Two years.

Two years;
          

It’s going on almost two years now since I finally got sober.

Yet it still hangs over my head like a thundercloud and I wonder will it ever be over?

Would you still have asked me where that needle went if I’d never let the needle own me?

Is it really still so easy to warp my picture once again into one of a junkie?

No one puts a needle in their arm because they love themselves,

No one puts a needle in their arm just cause they love getting high,

I proved myself wrong when I put the needle down,

I did some serious growing from then until now..

But when the question leaves your mouth

“What happened to the needle that was in this box?”

Wow.

You must really think I’m dumb as rocks.

I can buy a pack of ten for a dollar at the Walmart neighborhood market pharmacy.

They wouldn’t ask me any questions it’s been two years but they may even still recognize me.

Why would I steal your mom’s autoinjector from your fridge.

I’m so disappointed I’m pouring gasoline and preparing to burn this bridge.

In my life I haven’t accomplished anything that I set out too,

But when I put down the needle I did something I didn’t think I could ever truly do.

And no one can take that away from me;

Especially not you.

Written and owned by d3licate

Missing

For so long I’ve been fighting for this idea of free;


Been wounded so many times fighting for what I thought was me;


Who is me?


Some days I don’t even know;


And I don’t know where I’m going because I’ve got nowhere I want to go.


I’ve been down, but I was up, I’ve still got nothing to show;


A lot less people hit me up now that I don’t have all that money to blow.


And I could feed you some bullshit like “I don’t know how this happened”.


But though I didn’t know the fine print how else did I expect it all to end?


Find myself in the mirror and to me I do not look the same.


Took on all the blame for others,
And between me and her there’s no one else to blame.


I know that I’m crazy, literally certifiably insane.


And not only because of the needle that once lived in my vein.


Yet recently I feel I’m the only one around that’s sane.Or is it just cause I recognize my fatal flaw is my own shame.


So I asked the girl in the mirror;


“Are you a bad person?”
“And all those choices you made, what made them worth it?”


“Was it done out of hate? Or were you just hurtin?”


“You fight with yourself, tell me who threw the first hit?”


“Did you pick up your pieces but you couldn’t make them fit?”


And at this point my reflection she no longer denies,
When I look in the mirror it no longer lies.


I’m so lost,


bound by some invisible contract I signed without knowing the cost.


I thought I was enough that I could spread it around.
Some pieces I’ve lost will never be found.


Now my insides feel empty;

too scared to look for the hole.


Damned to spend this lifetime not all the way whole.


Found myself trapped scared I’ll never be free,
Can’t ever be alone but I’m used to lonely.


Feels like I’ll never fit in just quite right.
Like I’m the last puzzle piece that got lost out of sight.


Worried that something will just always be missing,


And while they shoot for the stars I’ll always just be down here wishing.

Written and owned by d3licate

You see..

You see there are some things that I cannot quite remember,


But know I met my needle in the midst of last September.

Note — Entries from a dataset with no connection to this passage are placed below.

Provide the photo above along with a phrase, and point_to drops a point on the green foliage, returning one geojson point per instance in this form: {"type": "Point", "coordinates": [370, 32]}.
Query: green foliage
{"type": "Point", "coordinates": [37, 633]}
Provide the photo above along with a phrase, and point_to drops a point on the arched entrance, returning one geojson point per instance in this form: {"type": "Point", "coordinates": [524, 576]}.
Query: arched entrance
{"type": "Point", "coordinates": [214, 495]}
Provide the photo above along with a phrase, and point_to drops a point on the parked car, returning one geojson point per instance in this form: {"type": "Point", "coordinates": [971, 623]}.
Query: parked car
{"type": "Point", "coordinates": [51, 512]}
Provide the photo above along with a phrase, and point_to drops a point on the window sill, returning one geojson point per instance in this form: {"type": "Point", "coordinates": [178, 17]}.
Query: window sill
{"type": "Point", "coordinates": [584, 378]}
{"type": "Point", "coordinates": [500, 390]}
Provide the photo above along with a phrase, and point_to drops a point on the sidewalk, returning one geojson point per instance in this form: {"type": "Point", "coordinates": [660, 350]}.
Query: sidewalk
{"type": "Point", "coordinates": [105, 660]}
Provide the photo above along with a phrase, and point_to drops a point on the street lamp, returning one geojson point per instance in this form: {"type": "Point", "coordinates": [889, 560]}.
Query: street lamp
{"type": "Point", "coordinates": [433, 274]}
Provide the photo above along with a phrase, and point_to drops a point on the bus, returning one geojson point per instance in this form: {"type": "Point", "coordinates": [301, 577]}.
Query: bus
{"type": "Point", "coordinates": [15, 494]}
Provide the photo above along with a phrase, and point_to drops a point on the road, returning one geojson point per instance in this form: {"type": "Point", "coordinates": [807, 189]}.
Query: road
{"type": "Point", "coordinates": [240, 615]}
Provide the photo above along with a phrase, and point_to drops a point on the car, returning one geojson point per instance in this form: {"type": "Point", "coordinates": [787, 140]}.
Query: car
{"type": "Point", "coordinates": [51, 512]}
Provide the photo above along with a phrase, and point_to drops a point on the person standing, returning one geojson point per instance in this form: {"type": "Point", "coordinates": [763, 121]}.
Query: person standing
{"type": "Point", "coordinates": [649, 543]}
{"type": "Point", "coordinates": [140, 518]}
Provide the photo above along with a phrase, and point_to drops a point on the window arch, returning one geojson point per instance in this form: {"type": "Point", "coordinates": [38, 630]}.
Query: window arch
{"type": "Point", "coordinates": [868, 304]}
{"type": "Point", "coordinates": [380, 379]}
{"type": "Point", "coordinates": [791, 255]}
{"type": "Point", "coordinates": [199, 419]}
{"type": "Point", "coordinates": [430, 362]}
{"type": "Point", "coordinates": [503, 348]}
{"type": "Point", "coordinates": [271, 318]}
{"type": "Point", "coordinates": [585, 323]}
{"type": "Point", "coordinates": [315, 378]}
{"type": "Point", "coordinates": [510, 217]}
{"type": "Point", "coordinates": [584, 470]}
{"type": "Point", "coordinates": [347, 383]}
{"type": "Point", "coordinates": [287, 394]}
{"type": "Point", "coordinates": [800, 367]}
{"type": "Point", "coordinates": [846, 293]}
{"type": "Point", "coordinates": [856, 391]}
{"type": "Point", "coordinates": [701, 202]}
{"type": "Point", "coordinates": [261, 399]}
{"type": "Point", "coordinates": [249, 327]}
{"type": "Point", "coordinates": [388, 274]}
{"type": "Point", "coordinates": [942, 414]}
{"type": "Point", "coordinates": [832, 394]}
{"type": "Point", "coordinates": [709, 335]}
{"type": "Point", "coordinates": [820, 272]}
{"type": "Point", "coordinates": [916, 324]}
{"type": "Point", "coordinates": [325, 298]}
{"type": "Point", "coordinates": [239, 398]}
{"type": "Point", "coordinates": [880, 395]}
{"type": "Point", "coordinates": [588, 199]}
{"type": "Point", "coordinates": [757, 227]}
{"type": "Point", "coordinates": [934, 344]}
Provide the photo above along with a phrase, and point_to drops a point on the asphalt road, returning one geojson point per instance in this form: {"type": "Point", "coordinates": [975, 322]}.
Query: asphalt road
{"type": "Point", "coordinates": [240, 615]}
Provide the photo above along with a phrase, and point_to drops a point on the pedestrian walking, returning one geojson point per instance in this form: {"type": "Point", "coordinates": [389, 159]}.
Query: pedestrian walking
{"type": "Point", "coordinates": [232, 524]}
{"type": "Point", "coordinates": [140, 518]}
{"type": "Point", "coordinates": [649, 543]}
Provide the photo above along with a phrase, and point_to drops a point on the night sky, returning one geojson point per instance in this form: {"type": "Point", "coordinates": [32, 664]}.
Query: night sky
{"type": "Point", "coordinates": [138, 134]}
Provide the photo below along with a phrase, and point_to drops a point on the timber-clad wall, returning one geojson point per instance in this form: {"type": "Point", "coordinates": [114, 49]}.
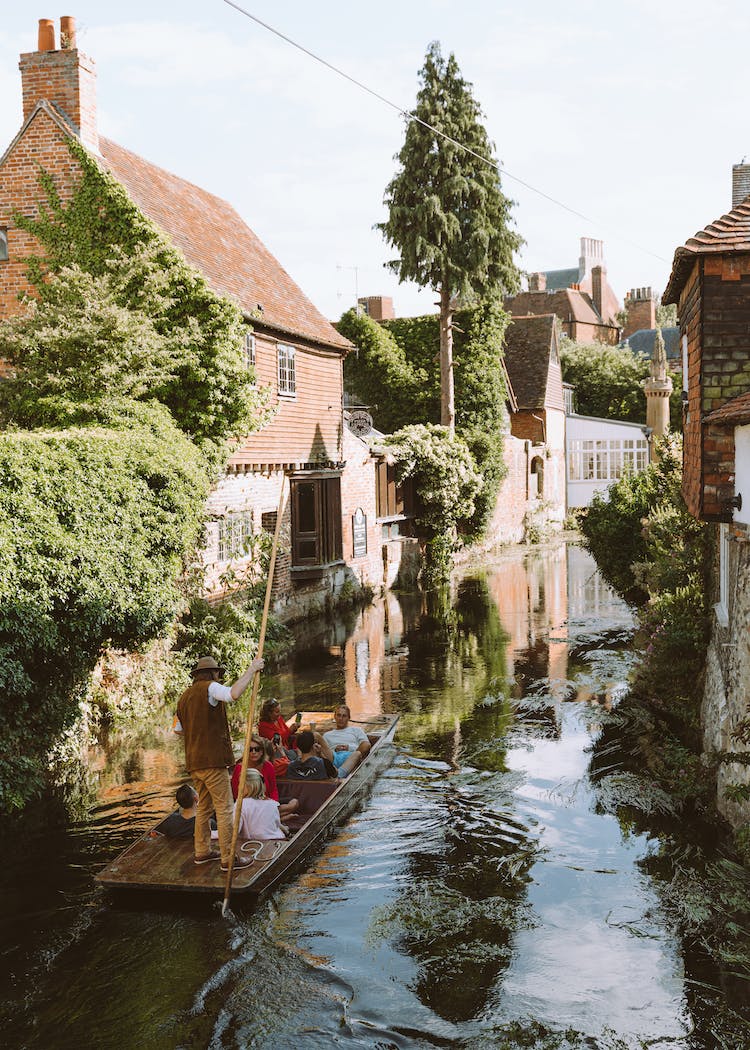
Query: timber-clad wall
{"type": "Point", "coordinates": [307, 426]}
{"type": "Point", "coordinates": [714, 308]}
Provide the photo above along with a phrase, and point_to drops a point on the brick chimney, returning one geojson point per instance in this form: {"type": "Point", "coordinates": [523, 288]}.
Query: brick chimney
{"type": "Point", "coordinates": [641, 311]}
{"type": "Point", "coordinates": [64, 77]}
{"type": "Point", "coordinates": [597, 279]}
{"type": "Point", "coordinates": [741, 183]}
{"type": "Point", "coordinates": [378, 307]}
{"type": "Point", "coordinates": [591, 254]}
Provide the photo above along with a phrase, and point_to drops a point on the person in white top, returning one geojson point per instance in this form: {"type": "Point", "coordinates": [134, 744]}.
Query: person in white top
{"type": "Point", "coordinates": [259, 817]}
{"type": "Point", "coordinates": [349, 743]}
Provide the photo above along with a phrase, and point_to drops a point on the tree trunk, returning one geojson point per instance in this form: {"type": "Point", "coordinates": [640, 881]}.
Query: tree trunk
{"type": "Point", "coordinates": [448, 400]}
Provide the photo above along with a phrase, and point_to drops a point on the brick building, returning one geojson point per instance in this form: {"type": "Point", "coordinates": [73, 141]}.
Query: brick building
{"type": "Point", "coordinates": [294, 351]}
{"type": "Point", "coordinates": [710, 284]}
{"type": "Point", "coordinates": [581, 296]}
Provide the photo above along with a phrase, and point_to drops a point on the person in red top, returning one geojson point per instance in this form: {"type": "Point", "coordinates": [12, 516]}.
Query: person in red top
{"type": "Point", "coordinates": [257, 759]}
{"type": "Point", "coordinates": [271, 723]}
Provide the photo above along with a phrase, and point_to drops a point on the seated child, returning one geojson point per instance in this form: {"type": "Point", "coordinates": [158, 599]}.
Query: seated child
{"type": "Point", "coordinates": [309, 765]}
{"type": "Point", "coordinates": [181, 824]}
{"type": "Point", "coordinates": [259, 815]}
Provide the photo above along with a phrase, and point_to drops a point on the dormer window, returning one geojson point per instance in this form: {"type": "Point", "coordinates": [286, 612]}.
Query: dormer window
{"type": "Point", "coordinates": [287, 378]}
{"type": "Point", "coordinates": [249, 350]}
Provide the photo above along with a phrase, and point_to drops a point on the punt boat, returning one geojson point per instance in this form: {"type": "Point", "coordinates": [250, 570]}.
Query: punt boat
{"type": "Point", "coordinates": [158, 864]}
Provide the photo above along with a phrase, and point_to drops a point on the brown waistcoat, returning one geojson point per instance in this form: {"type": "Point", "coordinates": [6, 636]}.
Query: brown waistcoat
{"type": "Point", "coordinates": [205, 730]}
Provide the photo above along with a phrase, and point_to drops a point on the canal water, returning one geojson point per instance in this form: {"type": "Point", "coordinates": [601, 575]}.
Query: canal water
{"type": "Point", "coordinates": [484, 897]}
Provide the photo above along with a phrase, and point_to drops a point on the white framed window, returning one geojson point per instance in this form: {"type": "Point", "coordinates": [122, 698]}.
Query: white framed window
{"type": "Point", "coordinates": [722, 607]}
{"type": "Point", "coordinates": [234, 531]}
{"type": "Point", "coordinates": [287, 377]}
{"type": "Point", "coordinates": [249, 350]}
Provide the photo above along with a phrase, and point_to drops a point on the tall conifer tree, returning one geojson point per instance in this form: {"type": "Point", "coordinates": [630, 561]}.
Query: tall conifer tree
{"type": "Point", "coordinates": [448, 216]}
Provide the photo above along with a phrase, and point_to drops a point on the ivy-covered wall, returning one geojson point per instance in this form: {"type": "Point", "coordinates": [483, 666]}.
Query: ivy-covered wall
{"type": "Point", "coordinates": [125, 382]}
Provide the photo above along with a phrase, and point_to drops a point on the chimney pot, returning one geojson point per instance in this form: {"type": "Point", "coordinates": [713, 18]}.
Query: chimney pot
{"type": "Point", "coordinates": [741, 183]}
{"type": "Point", "coordinates": [46, 35]}
{"type": "Point", "coordinates": [67, 32]}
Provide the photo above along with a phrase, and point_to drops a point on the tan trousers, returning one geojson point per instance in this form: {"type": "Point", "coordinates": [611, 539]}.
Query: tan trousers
{"type": "Point", "coordinates": [214, 792]}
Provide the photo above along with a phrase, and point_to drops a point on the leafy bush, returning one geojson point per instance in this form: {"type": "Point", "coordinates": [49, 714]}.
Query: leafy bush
{"type": "Point", "coordinates": [96, 527]}
{"type": "Point", "coordinates": [446, 481]}
{"type": "Point", "coordinates": [608, 382]}
{"type": "Point", "coordinates": [396, 372]}
{"type": "Point", "coordinates": [139, 282]}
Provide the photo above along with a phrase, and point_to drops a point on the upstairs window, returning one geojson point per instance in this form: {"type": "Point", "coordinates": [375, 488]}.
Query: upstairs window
{"type": "Point", "coordinates": [287, 378]}
{"type": "Point", "coordinates": [249, 350]}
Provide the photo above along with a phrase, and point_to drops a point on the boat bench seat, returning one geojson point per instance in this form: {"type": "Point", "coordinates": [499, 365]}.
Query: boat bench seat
{"type": "Point", "coordinates": [311, 795]}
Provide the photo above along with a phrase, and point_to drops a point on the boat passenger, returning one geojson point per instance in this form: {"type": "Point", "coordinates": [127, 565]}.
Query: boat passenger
{"type": "Point", "coordinates": [181, 824]}
{"type": "Point", "coordinates": [258, 759]}
{"type": "Point", "coordinates": [202, 719]}
{"type": "Point", "coordinates": [310, 765]}
{"type": "Point", "coordinates": [259, 815]}
{"type": "Point", "coordinates": [349, 743]}
{"type": "Point", "coordinates": [272, 726]}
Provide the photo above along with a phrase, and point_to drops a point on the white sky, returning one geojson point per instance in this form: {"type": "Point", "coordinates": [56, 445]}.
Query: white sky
{"type": "Point", "coordinates": [631, 112]}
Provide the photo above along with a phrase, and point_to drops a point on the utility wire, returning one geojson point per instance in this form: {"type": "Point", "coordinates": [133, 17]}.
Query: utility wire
{"type": "Point", "coordinates": [413, 117]}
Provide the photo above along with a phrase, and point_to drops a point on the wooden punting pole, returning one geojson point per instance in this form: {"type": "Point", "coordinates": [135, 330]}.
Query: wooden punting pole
{"type": "Point", "coordinates": [253, 695]}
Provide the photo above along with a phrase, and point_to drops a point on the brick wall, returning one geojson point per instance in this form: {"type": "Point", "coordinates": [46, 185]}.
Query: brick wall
{"type": "Point", "coordinates": [43, 145]}
{"type": "Point", "coordinates": [68, 79]}
{"type": "Point", "coordinates": [358, 490]}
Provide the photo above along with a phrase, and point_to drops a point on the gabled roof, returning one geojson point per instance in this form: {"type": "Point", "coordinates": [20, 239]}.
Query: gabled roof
{"type": "Point", "coordinates": [730, 233]}
{"type": "Point", "coordinates": [558, 279]}
{"type": "Point", "coordinates": [214, 239]}
{"type": "Point", "coordinates": [568, 303]}
{"type": "Point", "coordinates": [530, 347]}
{"type": "Point", "coordinates": [736, 412]}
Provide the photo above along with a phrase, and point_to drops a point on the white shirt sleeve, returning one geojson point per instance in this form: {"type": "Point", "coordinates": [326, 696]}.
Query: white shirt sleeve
{"type": "Point", "coordinates": [217, 692]}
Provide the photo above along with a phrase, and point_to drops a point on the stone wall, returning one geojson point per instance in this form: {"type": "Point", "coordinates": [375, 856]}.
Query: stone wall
{"type": "Point", "coordinates": [726, 702]}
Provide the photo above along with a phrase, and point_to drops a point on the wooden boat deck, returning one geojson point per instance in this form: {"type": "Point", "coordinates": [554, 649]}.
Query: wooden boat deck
{"type": "Point", "coordinates": [160, 864]}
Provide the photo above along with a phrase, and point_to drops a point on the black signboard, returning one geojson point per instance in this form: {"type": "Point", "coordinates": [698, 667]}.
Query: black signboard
{"type": "Point", "coordinates": [359, 532]}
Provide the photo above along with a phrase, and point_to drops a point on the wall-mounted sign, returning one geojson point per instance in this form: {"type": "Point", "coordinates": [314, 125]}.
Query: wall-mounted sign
{"type": "Point", "coordinates": [359, 532]}
{"type": "Point", "coordinates": [360, 422]}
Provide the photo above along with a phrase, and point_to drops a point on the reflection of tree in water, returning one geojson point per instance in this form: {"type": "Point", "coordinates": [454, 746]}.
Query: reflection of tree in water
{"type": "Point", "coordinates": [464, 894]}
{"type": "Point", "coordinates": [705, 893]}
{"type": "Point", "coordinates": [457, 662]}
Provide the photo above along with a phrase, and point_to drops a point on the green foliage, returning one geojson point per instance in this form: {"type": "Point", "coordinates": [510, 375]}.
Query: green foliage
{"type": "Point", "coordinates": [198, 371]}
{"type": "Point", "coordinates": [96, 526]}
{"type": "Point", "coordinates": [448, 216]}
{"type": "Point", "coordinates": [446, 481]}
{"type": "Point", "coordinates": [379, 375]}
{"type": "Point", "coordinates": [396, 372]}
{"type": "Point", "coordinates": [608, 382]}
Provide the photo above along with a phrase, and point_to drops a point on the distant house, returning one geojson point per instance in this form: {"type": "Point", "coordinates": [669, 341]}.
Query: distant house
{"type": "Point", "coordinates": [581, 297]}
{"type": "Point", "coordinates": [710, 285]}
{"type": "Point", "coordinates": [293, 349]}
{"type": "Point", "coordinates": [535, 489]}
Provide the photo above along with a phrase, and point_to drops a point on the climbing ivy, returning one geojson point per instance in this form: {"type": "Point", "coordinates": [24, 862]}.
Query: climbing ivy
{"type": "Point", "coordinates": [396, 372]}
{"type": "Point", "coordinates": [101, 232]}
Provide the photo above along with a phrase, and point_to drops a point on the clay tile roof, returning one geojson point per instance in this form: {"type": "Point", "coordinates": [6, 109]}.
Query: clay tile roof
{"type": "Point", "coordinates": [730, 233]}
{"type": "Point", "coordinates": [528, 343]}
{"type": "Point", "coordinates": [736, 411]}
{"type": "Point", "coordinates": [214, 239]}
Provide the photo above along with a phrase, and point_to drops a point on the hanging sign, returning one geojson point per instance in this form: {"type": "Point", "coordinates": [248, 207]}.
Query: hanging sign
{"type": "Point", "coordinates": [359, 532]}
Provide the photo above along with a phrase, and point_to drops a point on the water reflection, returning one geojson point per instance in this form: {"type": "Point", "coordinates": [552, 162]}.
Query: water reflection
{"type": "Point", "coordinates": [481, 898]}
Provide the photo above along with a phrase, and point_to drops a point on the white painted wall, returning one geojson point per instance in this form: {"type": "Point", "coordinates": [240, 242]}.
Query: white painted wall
{"type": "Point", "coordinates": [597, 452]}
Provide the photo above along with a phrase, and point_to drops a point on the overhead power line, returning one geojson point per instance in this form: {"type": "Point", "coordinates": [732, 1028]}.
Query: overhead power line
{"type": "Point", "coordinates": [501, 169]}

Hi I’m Alex I’m addicted to meth,
Was in my first rehab by October fifth.


Although I leave I always do come back,
If not for love, or for destruction, than to add another track,


And not like the path, like the mark on a junkies arm,
But I swear my needle means well, she doesn’t choose to harm.


She promised me too that she would never leave me, but leaves me bleeding when she goes, her lover all I’ll ever be,


Yet stupidly I take her back every time,
After all whats one more mark along the well tread line.


And at first she handles everything, without a second thought,
Self destruction, love of agony, something shed always been taught.


She remakes me a junkie,
Her love desperately sought.
But the needles not enough, it always leaves me wanting more.
Kicking her out is agony, expounded by the slamming door.


She’s stained me, im tainted, I’m no longer pure,
And this disease it is deadly, and it has no cure.


Yet the only time that I can fail,
Is if I foresee that I won’t prevail,
Sometimes the future doesn’t seem so nice,
But I can live without her if I make the choice.


She builds these walls up around my heart,
Oh how they hurt me, they tore me apart,


And what a curse it can be to feel,
She leaves me with these poor veins that even time won’t heal.


I get caught in excuses,
Playing victim as if it’s a game,
Feeling like i am useless,
But I have no problem placing the blame,


Mercy me, I’m so helpless,
Without my needle blocking out my shame.


Each time the truth ain’t so lovely,
Is this who I want to be?


The other side can be deadly,
My needles lies they are killing me.